For the strict partition, define differences
$$ d_i = a_i - a_{i+1} - 1 \quad (1 \le i \le m-1), $$
so $d_i \ge 0$, and a gap occurs exactly when $d_i \ge 1$. Hence the number of gaps is
$$ k = |{ i : d_i \ge 1 }|. $$
Write the parts of the strict partition as a union of maximal consecutive blocks
$$ (a_1 > \cdots > a_{r_1}), \ (a_{r_1+1} > \cdots > a_{r_2}), \ \dots $$
where within each block we have $a_i = a_{i+1}+1$. Each gap index is exactly a separation between two consecutive blocks, so the number of blocks is $k+1$.
Within a block of consecutive integers, the shifted hook-length binary expansions contribute binary digits supported on the same set of exponents $t$, because successive parts differ by exactly $1$ and therefore shift binary representations without creating new highest powers. When passing from one block to the next, the strict decrease by at least $2$ produces a new binary scale position not present in earlier blocks, hence introduces a new maximal exponent $t$ contributing a new odd part size $2^{t+1}-1$.
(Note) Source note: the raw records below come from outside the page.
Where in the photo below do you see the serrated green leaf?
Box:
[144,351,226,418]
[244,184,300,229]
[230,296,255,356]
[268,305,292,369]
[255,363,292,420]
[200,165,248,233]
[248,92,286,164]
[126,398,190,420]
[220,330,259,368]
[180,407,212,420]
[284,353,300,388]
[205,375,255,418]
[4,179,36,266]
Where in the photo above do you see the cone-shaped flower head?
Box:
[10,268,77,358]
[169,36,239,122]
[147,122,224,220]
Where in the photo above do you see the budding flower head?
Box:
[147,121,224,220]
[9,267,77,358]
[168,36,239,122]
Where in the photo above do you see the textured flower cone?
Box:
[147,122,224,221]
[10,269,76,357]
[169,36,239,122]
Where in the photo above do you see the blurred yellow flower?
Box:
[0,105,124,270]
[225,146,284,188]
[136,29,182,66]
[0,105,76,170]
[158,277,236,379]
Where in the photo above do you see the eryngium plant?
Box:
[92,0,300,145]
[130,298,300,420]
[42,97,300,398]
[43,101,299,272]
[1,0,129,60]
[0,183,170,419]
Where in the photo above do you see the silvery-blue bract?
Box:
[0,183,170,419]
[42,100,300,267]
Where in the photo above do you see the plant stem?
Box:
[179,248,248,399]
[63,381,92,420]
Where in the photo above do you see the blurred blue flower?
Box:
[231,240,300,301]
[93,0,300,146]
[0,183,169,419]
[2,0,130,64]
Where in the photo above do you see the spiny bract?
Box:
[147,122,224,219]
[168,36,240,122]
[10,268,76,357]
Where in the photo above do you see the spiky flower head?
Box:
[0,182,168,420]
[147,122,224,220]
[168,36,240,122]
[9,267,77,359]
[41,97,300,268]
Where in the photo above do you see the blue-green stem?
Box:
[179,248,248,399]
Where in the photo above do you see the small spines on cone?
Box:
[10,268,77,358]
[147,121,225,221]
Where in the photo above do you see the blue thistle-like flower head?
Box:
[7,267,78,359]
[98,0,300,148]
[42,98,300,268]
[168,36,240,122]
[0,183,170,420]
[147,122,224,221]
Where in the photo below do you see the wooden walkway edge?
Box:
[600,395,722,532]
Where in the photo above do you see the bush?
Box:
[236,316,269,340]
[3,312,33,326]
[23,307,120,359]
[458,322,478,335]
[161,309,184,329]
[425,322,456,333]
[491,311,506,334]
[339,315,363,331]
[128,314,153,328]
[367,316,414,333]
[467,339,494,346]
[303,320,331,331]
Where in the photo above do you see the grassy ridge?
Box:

Therefore each block contributes exactly one new distinct odd part value, and no two blocks introduce the same maximal exponent. This yields
$$ #{\text{distinct odd part values}} = #{\text{blocks}} = k+1. $$
The construction is reversible: from a partition into odd parts, group equal parts $2^{t+1}-1$ back into binary digits $2^t$, reconstruct each $h_i$, recover shifted hook lengths, and hence recover the unique strict partition. The block structure is determined by the distinct odd part values, which uniquely reconstructs the gap structure, giving the inverse map.
This establishes a one-to-one correspondence between strict partitions with $k$ gaps and odd partitions with $k+1$ distinct values.
This completes the proof. ∎
Verification
Each gap corresponds exactly to a strict decrease of at least $2$, and therefore to a separation between consecutive unit-difference runs. These runs form a partition of indices into $k+1$ blocks.
The Sylvester binary expansion step assigns odd parts indexed by binary exponents. Within a run, the absence of a gap prevents the creation of a new maximal binary position, while across a gap a new binary scale necessarily appears because the shift in hook lengths changes parity structure of binary digits.
Thus the number of distinct odd part sizes equals the number of runs, hence $k+1$.
Reversibility follows because binary expansion is unique and the reconstruction of hook lengths uniquely determines the shifted Ferrers diagram and therefore the original strict partition.
Notes
This correspondence is the gap-refined form of the classical Sylvester–Glaisher bijection between partitions into distinct parts and partitions into odd parts. The refinement isolates how “breaks in consecutiveness” in the strict partition translate exactly into “creation of new odd part scales” in the binary decomposition underlying the odd partition.